Management of Abdominal Aortic Aneurysm and Horseshoe Kidney
In a recent find, researchers have reported that the management of Abdominal Aortic Aneurysm and Horseshoe Kidney can be done by open surgical repair with a transperitoneal approach without a section of the isthmus and with great outcomes after surgery.
This interesting and unique case has been published in the International Journal of Surgery Case Reports.
Horseshoe Kidney (HSK) is probably the most common of all renal fusion abnormalities. However, the association with abdominal aortic aneurysm (AAA) is rare and occurred in 0.12% of patients affected by AAA, and twice as common in men as in women according to previous studies. However, the management of AAA associated with HSK presents a special challenge during vascular surgery, given the close spatial relationship and the frequent renal arterial variation that accompanies HSK.
Therefore, the best strategy to approach in such cases remains an issue of continued debate.
"In our case, we chose the transperitoneal technique given the high angulation of the neck with no renal arteries abnormalities and also because it's the most used technique in our experiences, the outcomes were great and the patient adhered completely to the treatment and is very grateful and satisfied," says Ayoub Bounssir from the Vascular Surgery Department, Ibn Sina University Hospital Center, Souissi, Rabat, Morocco.
The patient was a 66-year-old man with a history of hypertension under Angiotensin-converting enzyme (ACE), coronary angioplasty, and transurethral resection of bladder tumor in complete remission. Radiographical evaluation (Computed tomography) revealed an 11.2 cm infrarenal AAA associated with an HSK with a wide parenchymatous isthmus lying anterior to the aneurysm. Initially, the patient had normal renal function with a serum creatinine of 1.00 mg/dL.
"Given the highly angulated aortic neck we chose open surgery. The operation was performed through a long midline incision by our chief surgeon. The transperitoneal dissection along the Treitz ligament revealed a large aneurysm covered by the isthmus in its upper third. The dissection of the aortic neck and the individualization of renal arteries was difficult given the deflected angulated neck and the descendant trajectory of the renal arteries," describes Bounssir.

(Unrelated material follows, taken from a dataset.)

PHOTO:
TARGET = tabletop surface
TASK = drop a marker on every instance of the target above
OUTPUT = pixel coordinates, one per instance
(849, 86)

"We couldn't recognize the limits between the isthmus and the renal parenchyma so we decided to avoid the isthmus section and its related complications. Common iliac arteries were desiccated," he further added.
As a result, both common iliac arteries were free from aneurysm and calcifications, so distal anastomoses were performed. The procedure was well tolerated by the patient, with an uncomplicated postoperative course and no deterioration of renal function.
The authors further noted that "The concomitant presence of HSK and AAA presents a real challenge for the vascular surgeon imposing the mastery of the different vascular techniques both endovascular and open repair to deal correctly with this rare condition."
"The choice of the technique is still controversial and must take into consideration the degree of urgency and the anatomical abnormalities of the aneurysm and the different renal arteries. However, we believe that avoiding the isthmus section is the most important advice if open repair is preferred," they concluded.